Monday, July 21, 2014

What if we're already in Heaven?

The other day was riding my bike. I do that a lot, probably 30 miles of trails, and another 20 or so on roads, every week, when I can, in Michigan. In the summer, for obvious reasons.

I was riding a trail that was ablaze in with white and yellow flowers. O.K., I think the white ones were weeds, but the way the sun lit them in the late afternoon, combined with the yellow ones (possibly also weeds) was spiritually radiant. Just sayin’, weeds can also be spiritually radiant.

As I rode through the scene, embracing my role as an active participant in it all, it thought. “What if this is Heaven? What if we are in it right now and we don't even realize it?”

At that exact moment a bluebird startled by an eighth of a ton Polack cranking a mountain bike up a moderate grade covered in gravel and dirt, flew out from the bushes on my right not ten feet away. The afternoon sun made its iridescent feathers explode in an exclamation point to my thought about is this heaven?

Then I hit a root and wiped out. But, the moral of the story is: Practice makes perfect. Given that, should we all be focusing more on ‘practicing like we're playing’ as it relates to heaven?
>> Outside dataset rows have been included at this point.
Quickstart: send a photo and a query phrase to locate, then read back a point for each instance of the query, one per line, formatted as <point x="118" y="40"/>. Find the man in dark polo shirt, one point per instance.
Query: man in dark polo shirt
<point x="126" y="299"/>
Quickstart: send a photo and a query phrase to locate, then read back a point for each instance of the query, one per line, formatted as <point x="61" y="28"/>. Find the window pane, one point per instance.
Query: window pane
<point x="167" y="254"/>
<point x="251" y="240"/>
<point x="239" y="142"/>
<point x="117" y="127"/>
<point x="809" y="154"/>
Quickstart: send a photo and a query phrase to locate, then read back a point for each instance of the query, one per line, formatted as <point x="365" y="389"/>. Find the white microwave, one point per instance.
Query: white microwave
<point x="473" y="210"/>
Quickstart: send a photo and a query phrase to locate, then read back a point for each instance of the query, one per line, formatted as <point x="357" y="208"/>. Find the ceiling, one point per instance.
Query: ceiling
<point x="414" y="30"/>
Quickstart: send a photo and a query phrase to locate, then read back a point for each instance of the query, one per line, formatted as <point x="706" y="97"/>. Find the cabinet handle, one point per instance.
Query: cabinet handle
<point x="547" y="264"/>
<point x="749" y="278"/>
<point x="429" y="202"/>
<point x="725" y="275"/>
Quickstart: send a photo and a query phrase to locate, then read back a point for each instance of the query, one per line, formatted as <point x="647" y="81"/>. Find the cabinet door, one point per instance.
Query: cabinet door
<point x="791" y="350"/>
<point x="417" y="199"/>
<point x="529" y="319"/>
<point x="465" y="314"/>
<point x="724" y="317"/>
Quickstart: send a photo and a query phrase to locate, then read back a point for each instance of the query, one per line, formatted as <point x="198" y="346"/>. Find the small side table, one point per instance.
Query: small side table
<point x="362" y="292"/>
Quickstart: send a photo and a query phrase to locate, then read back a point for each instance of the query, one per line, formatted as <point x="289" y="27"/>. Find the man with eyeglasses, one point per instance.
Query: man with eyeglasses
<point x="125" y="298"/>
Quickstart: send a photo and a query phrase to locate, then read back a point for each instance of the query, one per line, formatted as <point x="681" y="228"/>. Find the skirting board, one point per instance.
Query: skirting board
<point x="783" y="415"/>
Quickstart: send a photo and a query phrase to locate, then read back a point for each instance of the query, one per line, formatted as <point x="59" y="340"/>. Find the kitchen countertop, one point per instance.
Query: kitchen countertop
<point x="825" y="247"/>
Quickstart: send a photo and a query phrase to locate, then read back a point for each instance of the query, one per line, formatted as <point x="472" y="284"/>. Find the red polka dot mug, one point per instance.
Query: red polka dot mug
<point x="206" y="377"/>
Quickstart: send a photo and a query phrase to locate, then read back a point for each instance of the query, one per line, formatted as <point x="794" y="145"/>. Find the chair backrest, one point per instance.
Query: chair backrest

See … Having ADD is hard. We think about things like this!

Thursday, July 3, 2014

Born Again Weber Man

I can still hear my father’s words ringing in my ears, “Get that grill going.” Then I hauled the black bowl and dome out from inside the screened porch and took a match to the coals. After that perfect balance of gray on black with red glow was achieved, the artist vaulted from his Lazy Boy, grabbed whatever fare was slated for that day, and began painting on his wire grate palette. Tending, turning, adjusting the meat, poultry, fish or vegetables, and then pulling the lid with back on. As he carefully manipulated the vents the words, “Nothing cooks like these darned Weber’s son.” were always passed along.

Dad has been gone for almost 30 years. But as many sons come to understand – he was usually right about, well, nearly everything. Last week I rediscovered how right he was about, “Nothing cooks like these darned Weber’s son.”

We rented a place on lake Michigan. Upon arrival we walked out on to the porch, and I saw her there in the corner. A bigger Weber than dad’s. It had a roll back cover holder and a thermometer too. Over the ensuing week the equipment was put to task. Salmon, flank steak, vegetables, brats, dogs, burgers. Even did a cast iron skillet Michigan cherry cobbler in it. We rocked that grill …

But, I had been already been lured away by the implied convenience of propane and a push button starter. The shiny silver mastodons lined up outside Home Depot and Lowes taunted me, then I bought one. Then I bought another, and another; all the while ignoring the sage words from dad.


Well, things are going throw back here. There is a 20 lb. bag of charcoal in the SUV. This weekend, I will not be tempted or swayed by claims of “cook up to 40 chicken breasts” and “cleans easily.” This weekend, I will listen to the old man. This 4th of July, I will buy another Weber.